3. Hukuk Dairesi 2016/17705 E. , 2018/3620 K.
"İçtihat Metni"MAHKEMESİ :ASLİYE HUKUK MAHKEMESİ
Taraflar arasındaki alacak davasının mahkemece yapılan yargılaması sonucunda, davanın kısmen kabulüne yönelik olarak verilen hükmün, süresi içinde davalılardan ... vekili tarafından temyiz edilmesi üzerine; temyiz dilekçesinin kabulüne karar verildikten sonra, dosya içerisindeki bütün kağıtlar okunup gereği düşünüldü:
Y A R G I T A Y K A R A R I
Davacı; internette gördüğü ilan üzerine aradığı davalı ... ile araç satımı hususunda anlaştığını, satış bedeline mahsuben 12.000 TL"yi 20.05.2013 tarihinde davalı ..."nın isteği üzerine diğer davalı ...‘in banka hesabına gönderdiğini, 3.000 TL de elden ödeme yaptığını, ayrıca davalılardan teslim aldığı araca 3.000 TL ödeyerek LPG taktırdığını, ancak araca kolluk tarafından el konulduğu gibi kendisinin de hırsızlık şüphesi ile gözaltına alındığını ileri sürerek; araç nedeniyle ödediği toplam 18.000 TL‘nin davalılardan tahsilini talep etmiştir.

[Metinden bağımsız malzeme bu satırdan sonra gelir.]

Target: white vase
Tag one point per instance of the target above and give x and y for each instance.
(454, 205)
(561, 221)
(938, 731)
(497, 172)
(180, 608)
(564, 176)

Davalı ...; araç satış sözleşmesinin tarafı olmadığını, diğer davalı ..."dan olan alacağı nedeniyle davacının kendisine ait banka hesabına 12.000 TL ödeme yaptığını savunarak, davanın reddini istemiştir.

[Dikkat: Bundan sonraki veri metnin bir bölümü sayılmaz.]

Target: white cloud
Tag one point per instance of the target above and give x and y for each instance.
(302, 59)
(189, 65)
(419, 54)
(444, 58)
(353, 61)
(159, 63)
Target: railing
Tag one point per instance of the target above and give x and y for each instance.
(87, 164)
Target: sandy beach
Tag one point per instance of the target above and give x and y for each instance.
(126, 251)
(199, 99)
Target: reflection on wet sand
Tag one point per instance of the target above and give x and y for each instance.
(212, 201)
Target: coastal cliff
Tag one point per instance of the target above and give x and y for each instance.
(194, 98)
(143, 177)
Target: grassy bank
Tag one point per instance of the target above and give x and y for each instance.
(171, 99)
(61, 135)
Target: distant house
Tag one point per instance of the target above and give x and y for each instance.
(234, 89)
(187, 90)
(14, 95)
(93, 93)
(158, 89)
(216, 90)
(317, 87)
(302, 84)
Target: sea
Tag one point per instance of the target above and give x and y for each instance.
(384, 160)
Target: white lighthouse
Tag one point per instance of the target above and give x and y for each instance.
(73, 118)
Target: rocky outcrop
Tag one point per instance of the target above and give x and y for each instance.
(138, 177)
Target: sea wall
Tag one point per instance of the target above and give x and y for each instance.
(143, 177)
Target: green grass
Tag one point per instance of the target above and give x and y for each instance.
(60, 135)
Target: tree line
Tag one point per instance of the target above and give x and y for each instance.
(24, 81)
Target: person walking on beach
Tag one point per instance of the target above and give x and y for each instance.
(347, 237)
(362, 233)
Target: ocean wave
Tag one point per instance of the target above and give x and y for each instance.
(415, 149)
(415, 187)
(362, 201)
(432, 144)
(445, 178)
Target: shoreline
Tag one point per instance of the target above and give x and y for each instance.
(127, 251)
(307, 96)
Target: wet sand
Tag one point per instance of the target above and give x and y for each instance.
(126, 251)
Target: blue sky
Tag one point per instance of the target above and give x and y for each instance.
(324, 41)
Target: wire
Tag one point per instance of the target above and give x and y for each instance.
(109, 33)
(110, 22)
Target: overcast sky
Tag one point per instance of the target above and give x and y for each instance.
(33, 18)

Davalı ...; dava konusu aracı davacıya kendisinin sattığını ve 12.000 TL para aldığını, davacının kusuru nedeniyle araca kolluk tarafından el konulduğunu savunmuştur.

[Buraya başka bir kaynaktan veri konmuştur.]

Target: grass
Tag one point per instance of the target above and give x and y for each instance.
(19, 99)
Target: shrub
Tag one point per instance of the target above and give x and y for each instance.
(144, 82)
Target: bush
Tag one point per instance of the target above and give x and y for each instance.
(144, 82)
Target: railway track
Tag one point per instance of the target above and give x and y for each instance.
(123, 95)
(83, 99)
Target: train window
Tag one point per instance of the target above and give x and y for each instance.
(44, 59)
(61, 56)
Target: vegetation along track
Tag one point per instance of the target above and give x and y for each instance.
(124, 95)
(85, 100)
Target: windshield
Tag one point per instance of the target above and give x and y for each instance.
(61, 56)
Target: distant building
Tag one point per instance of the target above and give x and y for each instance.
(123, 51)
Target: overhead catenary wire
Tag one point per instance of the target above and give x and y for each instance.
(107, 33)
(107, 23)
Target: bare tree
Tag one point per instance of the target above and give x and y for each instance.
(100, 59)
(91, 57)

Mahkemece; davacının ödediği 12.000 TL ile araç için yaptığı 1.035 TL masraf olmak üzere toplam 13.035 TL"yi birlikte hareket eden davalılardan talep etmekte haklı olduğu, ancak kısa kararda maddi hata sonucunda 15.000 TL"nin tahsiline karar verildiği, gerekçeli kararın da kısa karara uygun yazılması gerektiğinden bahisle, davanın kısmen kabulü ile 15.000 TL"nin dava tarihinden başlayacak yasal faizi ile birlikte davalılardan alınarak davacıya verilmesine karar verilmiş; hüküm, davalılardan ... vekili tarafından temyiz edilmiştir.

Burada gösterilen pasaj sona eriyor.